20 million - year-old skull of ancient ape is back in Uganda after 12 months of analysis and reconstruction in France
On August 9, Ugandapithecus major, the skull of the fossil ape that was discovered in Karamoja a year ago, completed a return journey of more than 11,000 kilometers to Uganda from Paris in France, where scientists scrutinised it and eventually reconstructed it.
The ancient ape species - believed to have lived in Uganda 20 million years ago – the oldest to be found so far, was found at Napak, an extinct volcano in Karamoja, by a team of researchers from Uganda and France on July 18 last year.
Prof. Martin Pickford and his colleague Prof. Brigette Senut, who discovered the fossils, highlighted it as a major breakthrough after decades of excavation, and consequently airlifted it to Paris for specialised study and reconstruction.
Speaking at the handover of the fossil to the Tourism, Wildlife and Heritage Minister Ephraim Kamuntu at the Uganda Museum, Pickford described the fossil as a tremendous contribution to the archeological and paleontological body of knowledge worldwide.
In France, the skull underwent highly specialised scientific cleaning, scrutiny, documentation and reconstruction. Copies of the reconstructed skull have been circulated to researchers around the world. The original fossils and a copy of the reconstructed skull - made from synthetic material - are now on display at the Uganda Museum in Kampala. Preliminary analysis showed the skull belonged to a male tree-climbing herbivore, which died in his youth given that the teeth were fully developed but not yet worn out.
Whether or not Ugandapithecus major has a link to human origins is still a subject of study, but Prof. Senut said scholars around the world would make comparative studies to see if it is related to other fossils of anthropoids (human-like species) that have been discovered in other parts of Africa and Asia.
The actual evolutionary descent of humans is still an issue of great controversy among palaeontologists, but most have linked the origin of humans to Africa.
Researchers say there is a 16 million-year gap between the great apes and humans. But the Ugandan discovery has caused excitement as it is helping to shed more light on the evolutionary history of primates on a continent said to be the undisputed “cradle of humanity.”
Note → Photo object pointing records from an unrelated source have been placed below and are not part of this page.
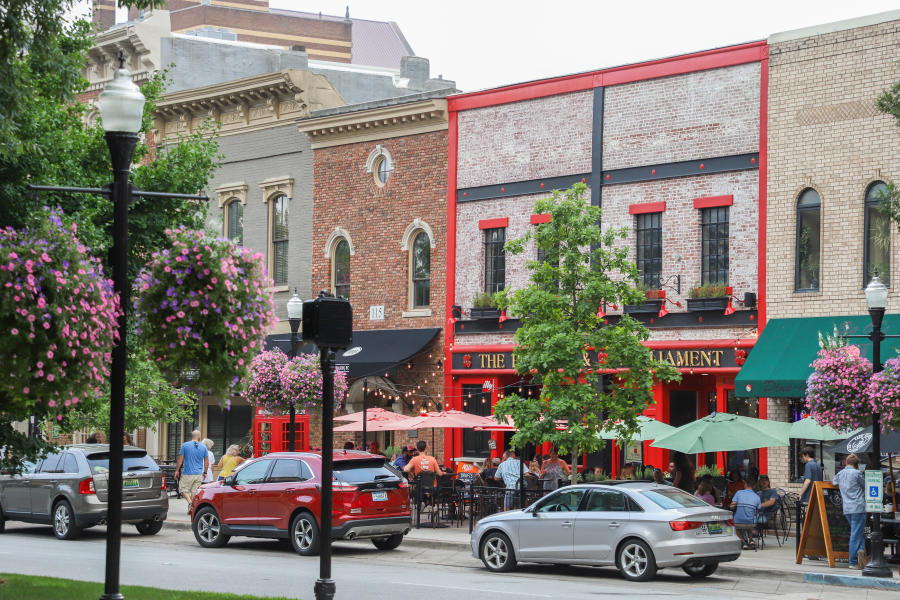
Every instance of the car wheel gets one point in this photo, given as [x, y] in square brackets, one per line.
[388, 543]
[635, 561]
[305, 534]
[64, 527]
[208, 528]
[497, 553]
[700, 570]
[149, 527]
Sarah Musalizi said fossilisation is rare but the lava from the extinct Napak volcano helped to preserve the fossils. She said fossils of leaves as well as animals continue to be found under the Napak lava. The remote and arid region of Karamoja might be one of the poorest economically, but it has proven to be richest in terms of heritage and has put Uganda on the map.
The lava-covered slopes of Napak Mountain are said to hold many remains of pre-historic plants, apes, ruminants and insects, which could give important clues about the primeval era. Several skeletal elements of the same species had been found earlier at other sites of Napak volcano, which could enable them to reconstruct the whole skeleton.
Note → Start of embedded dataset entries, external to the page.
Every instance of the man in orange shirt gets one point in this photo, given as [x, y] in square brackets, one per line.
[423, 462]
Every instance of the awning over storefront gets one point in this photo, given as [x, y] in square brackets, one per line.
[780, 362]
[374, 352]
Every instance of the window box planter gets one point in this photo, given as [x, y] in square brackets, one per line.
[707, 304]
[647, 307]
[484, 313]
Since the 1920s, the region has been central to the study of the origins of the great apes and humans. Indeed, several discoveries were made in the 1950’s. So important is the region to Uganda’s heritage that the French government sponsored the construction of a small museum in Moroto town to help conserve the region’s ethnological and natural-historical heritage for posterity.
Laurent Favier, the French deputy ambassador, witnessed the handover to Prof. Kamuntu. Ezra Musiime, a Ugandan paleontalogist who accompanied the fossils to France, commended the French for their support. Kamuntu dismissed claims that the government was planning to replace the museum with a high rise shopping mall.
He argued that “it did not make sense” for a minister in charge of national heritage to be a party to the destruction of the museum.
“These are assets entrusted to us to keep for the generations to come,” he said, amidst concerns from the journalists that the government is reluctant to aggressively market Uganda’s rich heritage to the outside world for the benefit of the country and Ugandans at large.